1. Researchers must perform a harm-benefit analysis of the research project, to assess whether the harm to the animals in terms of suffering, pain and distress is justified by the expected outcome taking into account ethical considerations, and whether it ultimately benefits human beings, animals or the environment.

 2. The design of experimental protocols must comply with the requirement of replacement, reduction and refinement:

   2.1. Replacement: a scientifically satisfactory method or testing strategy, not entailing the use of live animals, shall be used instead of a procedure. Also, animals experiencing a lower level of harm for the same procedure (e.g. domestic animals) should also be used as an alternative.

   2.2. Reduction: the number of animals used in projects must be reduced to a minimum without compromising the objectives of the project.

   2.3. Refinement: Protocols of breeding, accommodation and care, and of methods used in procedures, should be designed in ways that eliminate or reduce to the minimum any possible pain, suffering, distress or lasting harm to the animals.

Researchers will make an effort to foresee the specific ways in which procedures will negatively affect animal welfare and fitness by collecting sufficient information about their protocols and study animals and will adhere to approved general and specific guidelines for the use of animals in research.

3. When designing a research project, researchers are required to:

   3.1. Assess the severity of the procedures and to classify them accordingly.

   3.2. Plan the use of anaesthesia, analgesia and other pain relieving methods.

   3.3. Reduce, avoid and/or alleviate any form of animal suffering, from birth to death where appropriate.

   3.4. Determine the use of humane end-points (termination of procedures) according to specific welfare indicators and supervision protocols. The methods selected should avoid, as far as possible, death as an end-point due to the severe suffering experienced during the period before death.

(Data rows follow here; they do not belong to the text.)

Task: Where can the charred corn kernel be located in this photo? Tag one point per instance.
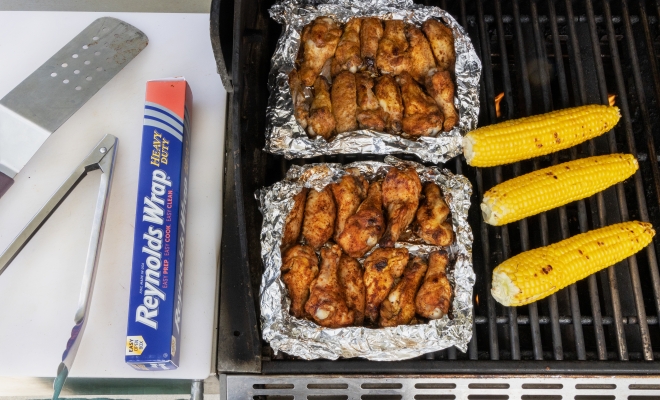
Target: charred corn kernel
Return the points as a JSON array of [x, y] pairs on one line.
[[524, 138], [538, 273], [555, 186]]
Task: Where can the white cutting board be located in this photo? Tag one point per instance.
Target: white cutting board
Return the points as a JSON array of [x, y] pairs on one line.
[[39, 290]]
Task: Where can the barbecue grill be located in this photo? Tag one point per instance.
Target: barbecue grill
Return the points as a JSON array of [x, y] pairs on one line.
[[537, 56]]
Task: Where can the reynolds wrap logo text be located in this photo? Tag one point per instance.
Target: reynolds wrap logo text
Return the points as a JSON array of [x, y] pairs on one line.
[[152, 212]]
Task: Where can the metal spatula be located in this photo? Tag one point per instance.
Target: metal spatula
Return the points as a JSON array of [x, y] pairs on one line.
[[50, 95]]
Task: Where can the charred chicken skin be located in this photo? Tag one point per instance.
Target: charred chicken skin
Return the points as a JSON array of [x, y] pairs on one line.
[[422, 116], [432, 217], [349, 192], [381, 268], [350, 278], [441, 88], [363, 229], [434, 297], [442, 44], [320, 42], [344, 102], [319, 221], [391, 58], [347, 57], [401, 192], [398, 308], [293, 221], [300, 266], [321, 121], [326, 304]]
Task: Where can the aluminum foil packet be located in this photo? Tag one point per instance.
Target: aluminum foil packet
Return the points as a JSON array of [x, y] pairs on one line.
[[285, 136], [306, 339]]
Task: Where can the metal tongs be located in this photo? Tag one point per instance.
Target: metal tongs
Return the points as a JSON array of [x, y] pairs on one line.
[[103, 158]]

Where possible, it should be substituted by more humane end- points using clinical signs that determine the impending death, thereby allowing the animal to be killed without any further suffering.

Where death as the end-point is unavoidable, the procedure shall be designed so as to: (a) result in the deaths of as few animals as possible; and (b) reduce the duration and intensity of suffering to the animal to the minimum possible and, as far as possible, ensure a painless death.

Where an animal is to be kept alive (e.g. released into its habitat), it shall receive appropriate care.

   3.5. Avoid any unjustified duplication of procedures.

   3.6. Comply with prevailing legal requirements (e.g. being licensed by the competent authority) before undertaking any procedures. Researchers are responsible for ensuring that the conditions of the licence are complied with.

   3.7. Ensure the competence of persons involved in the project. Researchers are responsible for ensuring that the staff are adequately educated, competent and continuously trained and that they are supervised until they have demonstrated the requisite competence.